College of Health Management, China Medical University, Shenyang, 110122, Liaoning, China.
Baotou Central Hospital, Baotou, 014040, Inner Mongolia, China.
BMC Geriatr. 2023 Mar 14;23(1):143. doi: 10.1186/s12877-023-03729-0.
Trauma in the elderly is gradually growing more prevalent as the aging population increases over time. The purpose of this study is to assess hospitalization costs of the elderly trauma population and analyze the association between those costs and the features of the elderly trauma population.
In a retrospective analysis, data on trauma patients over 65 who were admitted to the hospital for the first time due to trauma between January 2017 and March 2022 was collected from a tertiary comprehensive hospital in Baotou. We calculated and analyzed the hospitalization cost components. According to various therapeutic approaches, trauma patients were divided into two subgroups: non-surgical patients (1320 cases) and surgical patients (387 cases). Quantile regression was used to evaluate the relationship between trauma patients and hospitalization costs.
This study comprised 1707 trauma patients in total. Mean total hospitalization costs per patient were ¥20,741. Patients with transportation accidents incurred the highest expenditures among those with external causes of trauma, with a mean hospitalization cost of ¥24,918, followed by patients with falls at ¥19,809 on average. Hospitalization costs were dominated by medicine costs (¥7,182 per capita). According to the quantile regression results, all trauma patients' hospitalization costs were considerably increased by length of stay, surgery, the injury severity score (16-24), multimorbidity, thorax injury, and blood transfusion. For non-surgical patients, length of stay, multimorbidity, and the injury severity score (16-24) were all substantially linked to higher hospitalization costs. For surgical patients, length of stay, injury severity score (16-24), and hip and thigh injuries were significantly associated with greater hospitalization costs.
Using quantile regression to identify factors associated with hospitalization costs could be helpful for addressing the burden of injury in the elderly population. Policymakers may find these findings to be insightful in lowering hospitalization costs related to injury in the elderly population.
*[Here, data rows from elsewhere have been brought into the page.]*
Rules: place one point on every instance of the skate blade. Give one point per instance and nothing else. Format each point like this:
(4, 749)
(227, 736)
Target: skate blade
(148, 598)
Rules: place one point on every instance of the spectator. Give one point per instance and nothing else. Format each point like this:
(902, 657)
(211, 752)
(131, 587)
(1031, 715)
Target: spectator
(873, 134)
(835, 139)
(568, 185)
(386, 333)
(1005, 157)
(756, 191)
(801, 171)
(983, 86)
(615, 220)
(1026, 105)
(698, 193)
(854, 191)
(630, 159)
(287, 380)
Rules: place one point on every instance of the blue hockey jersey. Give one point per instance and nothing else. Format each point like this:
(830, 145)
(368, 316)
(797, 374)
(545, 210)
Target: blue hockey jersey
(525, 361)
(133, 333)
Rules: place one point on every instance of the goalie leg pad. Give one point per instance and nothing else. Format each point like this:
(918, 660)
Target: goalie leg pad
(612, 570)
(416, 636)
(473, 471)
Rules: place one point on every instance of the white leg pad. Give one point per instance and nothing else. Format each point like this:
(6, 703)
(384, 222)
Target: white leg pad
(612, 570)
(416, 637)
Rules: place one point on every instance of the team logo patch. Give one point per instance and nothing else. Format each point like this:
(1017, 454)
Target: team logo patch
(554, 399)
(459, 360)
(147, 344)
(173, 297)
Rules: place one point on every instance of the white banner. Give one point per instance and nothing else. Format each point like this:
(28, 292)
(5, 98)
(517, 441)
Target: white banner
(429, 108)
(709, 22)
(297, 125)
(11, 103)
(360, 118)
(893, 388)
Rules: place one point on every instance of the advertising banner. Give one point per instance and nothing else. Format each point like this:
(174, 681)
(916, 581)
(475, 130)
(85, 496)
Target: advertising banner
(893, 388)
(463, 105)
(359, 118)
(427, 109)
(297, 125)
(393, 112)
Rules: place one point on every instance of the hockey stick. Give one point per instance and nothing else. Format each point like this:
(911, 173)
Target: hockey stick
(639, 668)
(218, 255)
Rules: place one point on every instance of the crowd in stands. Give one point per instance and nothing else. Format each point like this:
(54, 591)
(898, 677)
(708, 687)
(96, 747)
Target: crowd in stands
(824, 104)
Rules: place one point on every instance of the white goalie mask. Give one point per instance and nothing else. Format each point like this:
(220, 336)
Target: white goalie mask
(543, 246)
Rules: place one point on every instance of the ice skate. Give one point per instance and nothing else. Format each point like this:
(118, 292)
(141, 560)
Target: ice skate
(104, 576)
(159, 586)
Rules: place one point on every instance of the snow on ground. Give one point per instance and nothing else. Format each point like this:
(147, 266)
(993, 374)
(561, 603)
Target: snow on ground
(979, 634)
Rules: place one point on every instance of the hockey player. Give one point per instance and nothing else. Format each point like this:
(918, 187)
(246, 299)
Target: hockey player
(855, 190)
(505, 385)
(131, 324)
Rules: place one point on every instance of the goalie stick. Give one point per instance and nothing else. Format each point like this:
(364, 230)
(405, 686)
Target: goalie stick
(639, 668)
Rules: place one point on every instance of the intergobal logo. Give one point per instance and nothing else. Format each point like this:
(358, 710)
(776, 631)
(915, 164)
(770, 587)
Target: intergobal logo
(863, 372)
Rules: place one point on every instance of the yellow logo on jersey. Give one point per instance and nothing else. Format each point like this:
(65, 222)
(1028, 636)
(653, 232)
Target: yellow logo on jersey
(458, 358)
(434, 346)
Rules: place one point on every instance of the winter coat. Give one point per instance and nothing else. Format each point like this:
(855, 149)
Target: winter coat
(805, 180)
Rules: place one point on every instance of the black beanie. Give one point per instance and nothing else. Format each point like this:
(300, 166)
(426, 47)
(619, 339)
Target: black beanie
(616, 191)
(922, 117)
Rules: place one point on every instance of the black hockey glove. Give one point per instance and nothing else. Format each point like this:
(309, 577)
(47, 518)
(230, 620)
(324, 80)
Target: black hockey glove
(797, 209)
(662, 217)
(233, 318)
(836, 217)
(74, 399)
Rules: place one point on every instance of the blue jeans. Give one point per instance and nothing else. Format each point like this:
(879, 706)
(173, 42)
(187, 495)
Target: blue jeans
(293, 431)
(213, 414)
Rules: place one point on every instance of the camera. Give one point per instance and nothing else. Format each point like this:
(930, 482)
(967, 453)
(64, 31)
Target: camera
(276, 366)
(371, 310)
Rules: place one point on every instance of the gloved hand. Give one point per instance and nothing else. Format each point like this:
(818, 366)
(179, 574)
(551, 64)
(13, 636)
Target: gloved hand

随着人口老龄化的不断增加,老年人创伤的发病率逐渐增高。本研究旨在评估老年创伤人群的住院费用,并分析这些费用与老年创伤人群特征之间的关系。
本研究采用回顾性分析方法,收集了 2017 年 1 月至 2022 年 3 月期间,一家包头市三级综合医院首次因创伤住院的 65 岁以上老年创伤患者的数据。我们计算并分析了住院费用构成。根据不同的治疗方法,将创伤患者分为非手术患者(1320 例)和手术患者(387 例)两组。采用分位数回归评估创伤患者与住院费用的关系。
本研究共纳入 1707 例创伤患者。每位患者的平均总住院费用为 20741 元。在创伤的外部原因中,交通伤患者的支出最高,平均住院费用为 24918 元,其次是跌倒伤患者,平均为 19809 元。住院费用主要由药品费用(人均 7182 元)构成。根据分位数回归结果,所有创伤患者的住院费用均随住院时间、手术、损伤严重程度评分(16-24 分)、合并症、胸部损伤和输血而显著增加。对于非手术患者,住院时间、合并症和损伤严重程度评分(16-24 分)与较高的住院费用显著相关。对于手术患者,住院时间、损伤严重程度评分(16-24 分)和髋部及大腿损伤与较高的住院费用显著相关。
使用分位数回归识别与住院费用相关的因素有助于了解老年人群的创伤负担。决策者可能会发现这些发现有助于降低老年人群与创伤相关的住院费用。